Index mutation keeps getting stuck

In our test environment we keep seeing index mutations becoming stuck, particularly on one particular bucket (ticket_bucket) but as you can see it’s also starting to occur on other buckets:

It’s a single node, couchbase 6.5.1 - autonomous operator running on an Azure kubernetes cluster.

Relevant logs:
logs.zip (3.9 MB)

This is a quiet, low volume system so it’s not a performance issue. It’s the second time we’ve seen it (the first time we saw it, we blew the environment away and started again). Any help will be greatly appreciated.

I deleted the ticket bucket primary index and tried to recreate but got this:
“GSI CreatePrimaryIndex() - cause: Create index or Alter replica cannot proceed due to rebalance in progress, another concurrent create index request, network partition, node failover, indexer failure, or presence of duplicate index name.”

@pc , thanks for sharing the logs.
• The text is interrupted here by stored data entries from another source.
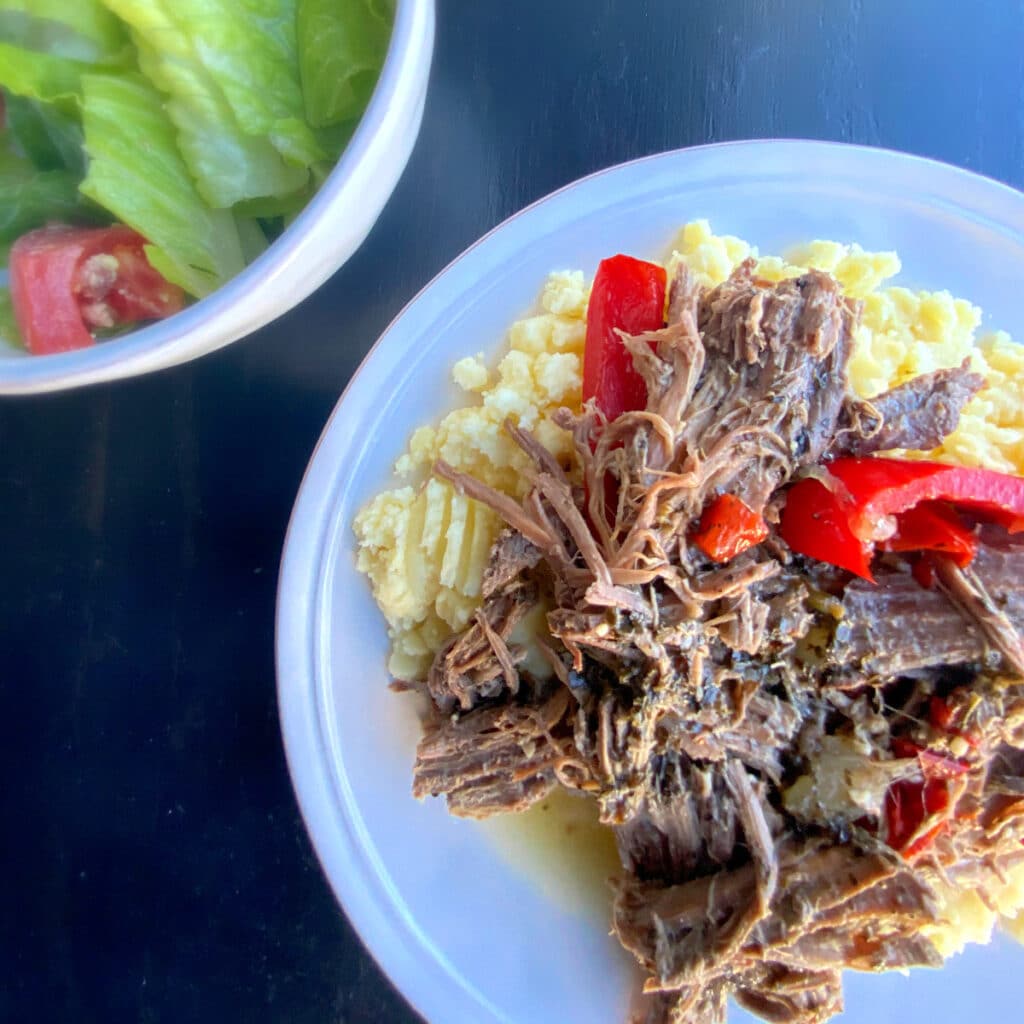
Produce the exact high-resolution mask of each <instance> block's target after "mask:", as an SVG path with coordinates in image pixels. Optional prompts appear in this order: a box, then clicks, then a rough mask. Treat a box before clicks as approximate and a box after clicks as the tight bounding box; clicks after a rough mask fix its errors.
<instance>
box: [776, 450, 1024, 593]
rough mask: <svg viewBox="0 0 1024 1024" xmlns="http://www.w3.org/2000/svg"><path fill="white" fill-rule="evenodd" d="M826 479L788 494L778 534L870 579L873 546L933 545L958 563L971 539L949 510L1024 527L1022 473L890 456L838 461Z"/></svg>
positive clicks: (871, 575) (829, 469) (1014, 527)
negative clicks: (956, 511)
mask: <svg viewBox="0 0 1024 1024" xmlns="http://www.w3.org/2000/svg"><path fill="white" fill-rule="evenodd" d="M824 470H825V473H826V474H827V476H826V480H827V485H826V483H825V482H822V480H820V479H817V478H811V477H809V478H807V479H804V480H800V481H799V482H798V483H796V484H794V486H792V487H791V488H790V490H788V493H787V494H786V501H785V506H784V508H783V509H782V515H781V519H780V522H779V532H780V535H781V536H782V539H783V540H784V541H785V542H786V544H787V545H788V546H790V548H791V549H792V550H793V551H796V552H798V553H799V554H804V555H808V556H810V557H811V558H816V559H818V560H819V561H823V562H828V563H829V564H831V565H839V566H840V567H841V568H845V569H848V570H849V571H851V572H854V573H855V574H857V575H860V577H863V578H864V579H865V580H872V579H873V578H872V575H871V570H870V563H871V558H872V557H873V555H874V551H876V547H882V548H883V549H884V550H891V551H922V550H924V551H938V552H943V553H945V554H948V555H950V556H951V557H952V558H953V559H954V560H955V561H956V562H957V564H959V565H961V566H964V565H967V564H968V563H969V562H970V561H971V559H972V558H973V557H974V552H975V550H976V542H975V541H974V538H973V536H972V535H971V531H970V530H969V529H967V527H965V526H964V525H963V523H962V522H959V520H958V519H957V518H956V516H955V513H954V512H953V511H952V509H965V510H968V511H970V512H972V513H973V514H974V515H976V516H978V517H979V518H984V519H988V520H992V521H995V522H999V523H1001V524H1002V525H1005V526H1006V527H1007V528H1008V529H1009V530H1010V531H1011V532H1017V531H1018V530H1020V529H1024V479H1022V478H1021V477H1019V476H1013V475H1011V474H1009V473H997V472H995V471H993V470H988V469H973V468H967V467H961V466H947V465H945V464H944V463H936V462H918V461H909V460H899V459H887V458H872V457H865V458H852V459H836V460H834V461H833V462H830V463H828V464H827V466H825V467H824Z"/></svg>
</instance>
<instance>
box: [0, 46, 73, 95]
mask: <svg viewBox="0 0 1024 1024" xmlns="http://www.w3.org/2000/svg"><path fill="white" fill-rule="evenodd" d="M91 67H92V66H91V65H89V63H86V62H85V61H83V60H74V59H72V58H71V57H56V56H52V55H51V54H49V53H41V52H38V51H36V50H29V49H26V48H25V47H23V46H15V45H13V44H12V43H0V88H2V89H6V90H8V91H9V92H12V93H14V95H15V96H28V97H29V98H30V99H41V100H43V101H44V102H48V103H51V102H62V103H65V105H66V106H67V105H71V104H73V103H74V100H75V97H76V96H77V95H78V93H79V82H80V79H81V78H82V75H83V74H85V72H87V71H89V70H90V69H91Z"/></svg>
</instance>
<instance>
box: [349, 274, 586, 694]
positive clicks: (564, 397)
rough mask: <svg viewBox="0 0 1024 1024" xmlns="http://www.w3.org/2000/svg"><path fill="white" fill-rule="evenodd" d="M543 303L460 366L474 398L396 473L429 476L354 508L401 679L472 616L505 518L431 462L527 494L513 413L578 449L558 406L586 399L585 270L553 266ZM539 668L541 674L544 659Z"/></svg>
mask: <svg viewBox="0 0 1024 1024" xmlns="http://www.w3.org/2000/svg"><path fill="white" fill-rule="evenodd" d="M541 310H542V311H541V312H540V313H539V314H537V315H535V316H527V317H525V318H524V319H521V321H518V322H516V323H515V324H513V325H512V327H511V329H510V330H509V333H508V338H507V346H506V349H507V350H506V351H505V354H504V355H503V356H502V358H501V361H500V362H499V364H498V366H497V367H496V368H495V369H494V370H490V369H489V368H488V367H487V364H486V361H485V360H484V358H483V356H482V355H475V356H470V357H468V358H464V359H460V360H459V361H458V362H457V364H456V365H455V367H454V368H453V370H452V376H453V379H454V380H455V383H456V384H458V385H459V387H461V388H462V389H463V390H465V391H466V392H468V393H469V394H470V395H475V400H474V401H472V403H467V404H466V406H464V407H463V408H461V409H456V410H453V411H452V412H451V413H449V414H447V415H446V416H445V417H444V418H443V419H442V420H441V421H440V422H439V423H438V424H437V425H436V426H424V427H420V428H419V430H417V431H416V432H415V433H414V434H413V436H412V438H411V439H410V442H409V450H408V451H407V452H406V454H404V455H402V456H401V458H400V459H399V460H398V462H397V463H396V465H395V472H396V473H397V475H398V476H401V477H409V478H411V479H414V480H420V481H422V480H426V482H425V483H421V484H420V485H419V486H412V485H407V486H402V487H397V488H395V489H393V490H386V492H384V493H383V494H381V495H378V496H377V497H376V498H375V499H374V500H373V501H371V502H370V503H369V504H368V505H367V506H366V508H364V509H362V510H361V511H360V512H359V514H358V515H357V516H356V519H355V534H356V538H357V540H358V543H359V548H358V562H357V565H358V568H359V569H360V570H361V571H362V572H366V573H367V575H369V578H370V582H371V584H372V586H373V590H374V597H375V598H376V599H377V603H378V604H379V605H380V607H381V610H382V611H383V612H384V615H385V617H386V618H387V623H388V631H389V635H390V638H391V657H390V660H389V663H388V668H389V670H390V672H391V674H392V675H393V676H395V677H396V678H398V679H421V678H423V677H424V675H425V673H426V671H427V669H428V668H429V666H430V662H431V658H432V657H433V654H434V652H435V651H437V650H438V648H439V647H440V646H441V644H443V643H444V640H445V639H446V638H447V637H449V636H451V635H452V633H453V632H456V631H458V630H461V629H462V628H463V627H464V626H465V625H466V624H467V623H468V622H469V620H470V618H471V617H472V614H473V612H474V611H475V609H476V606H477V604H478V603H479V597H480V583H481V578H482V575H483V569H484V566H485V565H486V561H487V552H488V550H489V548H490V545H492V543H493V542H494V540H495V538H496V537H497V536H498V532H499V530H500V529H501V525H502V524H501V522H500V520H499V519H498V517H497V516H496V515H495V514H494V513H493V512H492V511H490V510H489V509H487V508H485V507H484V506H482V505H480V504H478V503H477V502H474V501H471V500H468V499H466V498H461V497H459V496H458V495H457V494H456V493H455V490H454V489H453V487H452V486H451V484H449V483H447V482H446V481H442V480H437V479H428V478H427V475H428V472H429V469H430V466H431V465H432V464H433V462H434V461H435V460H436V459H444V460H445V461H446V462H449V463H451V464H452V465H453V466H455V467H456V468H457V469H460V470H462V471H464V472H466V473H471V474H472V475H473V476H475V477H477V478H478V479H481V480H483V481H484V482H485V483H488V484H490V485H492V486H494V487H497V488H499V489H500V490H504V492H506V493H507V494H510V495H515V496H517V497H522V496H523V495H524V493H525V489H526V483H525V479H524V477H523V475H522V471H523V469H524V468H525V467H526V464H527V460H526V457H525V456H524V455H523V453H522V452H521V450H520V449H519V447H518V445H516V444H515V442H514V441H513V440H512V439H511V438H510V437H509V435H508V433H507V432H506V431H505V429H504V427H503V424H504V423H505V420H506V419H511V420H512V421H513V422H514V423H516V424H517V425H519V426H522V427H524V428H526V429H528V430H531V431H532V432H534V434H535V435H536V436H537V437H538V438H539V439H540V440H541V442H542V443H543V444H545V446H547V447H548V449H549V450H550V451H551V452H553V453H554V454H555V455H556V456H560V457H567V456H568V455H569V453H570V450H571V438H570V437H569V435H568V433H567V432H566V431H564V430H562V429H561V428H560V427H557V426H555V424H554V423H553V422H552V419H551V416H552V414H553V413H554V412H555V410H557V409H559V408H561V407H562V406H567V407H569V408H579V407H580V402H581V397H580V390H581V384H582V375H583V343H584V336H585V334H586V313H587V289H586V287H585V283H584V276H583V274H582V273H580V272H579V271H577V272H563V273H553V274H551V276H550V278H549V279H548V282H547V284H546V285H545V288H544V292H543V294H542V295H541ZM527 628H528V624H526V625H525V626H524V625H523V624H520V629H527ZM513 639H518V637H515V636H514V637H513ZM536 668H537V670H538V671H540V672H542V673H543V671H544V670H543V668H542V666H540V665H538V666H537V667H536Z"/></svg>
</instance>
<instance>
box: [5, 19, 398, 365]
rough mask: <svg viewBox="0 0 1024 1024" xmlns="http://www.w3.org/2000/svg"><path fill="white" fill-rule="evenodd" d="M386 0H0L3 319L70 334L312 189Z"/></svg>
mask: <svg viewBox="0 0 1024 1024" xmlns="http://www.w3.org/2000/svg"><path fill="white" fill-rule="evenodd" d="M394 2H395V0H0V115H2V117H0V268H2V267H5V268H6V271H7V272H6V278H7V286H6V287H2V280H3V272H2V270H0V337H4V338H7V339H9V340H20V341H22V342H23V343H24V345H25V346H26V348H27V349H28V350H29V351H30V352H32V353H36V354H42V353H49V352H59V351H67V350H70V349H74V348H81V347H84V346H87V345H91V344H93V343H95V341H96V340H101V339H103V338H105V337H109V336H111V334H113V333H117V332H119V331H123V330H124V329H125V328H127V327H130V326H132V325H135V324H138V323H140V322H145V321H151V319H156V318H160V317H162V316H167V315H170V314H172V313H174V312H176V311H177V310H179V309H180V308H181V307H182V305H183V304H184V303H185V302H187V301H188V299H189V298H202V297H203V296H205V295H208V294H209V293H211V292H213V291H214V290H215V289H217V288H218V287H220V285H222V284H223V283H224V282H226V281H227V280H228V279H230V278H231V276H233V275H234V274H237V273H238V272H239V271H240V270H241V269H242V268H243V267H244V266H245V265H246V263H248V262H250V261H251V260H252V259H253V258H255V257H256V256H257V255H258V254H259V253H260V252H261V251H262V250H263V249H264V248H265V247H266V246H267V245H268V244H269V242H271V241H272V240H273V238H274V237H275V236H276V234H279V233H280V232H281V230H283V228H284V227H285V226H286V225H287V223H288V222H289V220H290V219H292V218H293V217H294V216H295V215H296V214H297V213H298V212H299V211H300V210H301V209H302V208H303V206H305V204H306V203H307V202H308V200H309V199H310V197H311V196H312V195H313V194H314V191H315V190H316V188H317V187H318V186H319V185H321V183H322V182H323V181H324V179H325V177H326V176H327V174H328V172H329V171H330V170H331V168H332V167H333V165H334V164H335V162H336V161H337V159H338V157H339V155H340V154H341V151H342V150H343V148H344V146H345V144H346V143H347V141H348V139H349V137H350V136H351V134H352V131H353V130H354V127H355V125H356V123H357V122H358V119H359V117H360V115H361V114H362V111H364V109H365V108H366V104H367V102H368V101H369V98H370V94H371V92H372V91H373V88H374V85H375V84H376V81H377V77H378V75H379V73H380V69H381V66H382V63H383V60H384V55H385V52H386V49H387V44H388V40H389V37H390V33H391V25H392V20H393V16H394Z"/></svg>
It looks like one of the projectors(the process which forwards the mutations from data service to index service) is stuck and not responding. You can kill the projector process to unblock. Also, if you can share the projector log file, we can check what the issue is with the projector.

2021-06-04T10:25:41.221+00:00 [Warn] Slow/Hung Operation: KVSender::sendMutationTopicRequest did not respond for 68h36m33.258388772s for projector cb-0000.cb.test-tdm.svc:9
999 topic MAINT_STREAM_TOPIC_f55e55d41c45ea1ff7ff9824dad0b3f2 bucket location_bucket
2021-06-04T10:25:41.221+00:00 [Warn] Slow/Hung Operation: KVSender::sendMutationTopicRequest did not respond for 68h36m32.640886572s for projector cb-0000.cb.test-tdm.svc:9
999 topic MAINT_STREAM_TOPIC_f55e55d41c45ea1ff7ff9824dad0b3f2 bucket prediction_bucket
2021-06-04T10:25:42.221+00:00 [Warn] Slow/Hung Operation: KVSender::sendMutationTopicRequest did not respond for 68h36m33.047651308s for projector cb-0000.cb.test-tdm.svc:9
999 topic MAINT_STREAM_TOPIC_f55e55d41c45ea1ff7ff9824dad0b3f2 bucket weather_bucket

Thanks for your response.

I’ve killed the projector a couple of times and left it for about 10 mins but it hasn’t made any difference on the outstanding index mutations.

The projector log which includes one of the projector restarts is here:
projector.zip (1.3 MB)

If i kill the whole kubernetes pod and wait for it to come back, it processes all mutations before then becoming stuck again.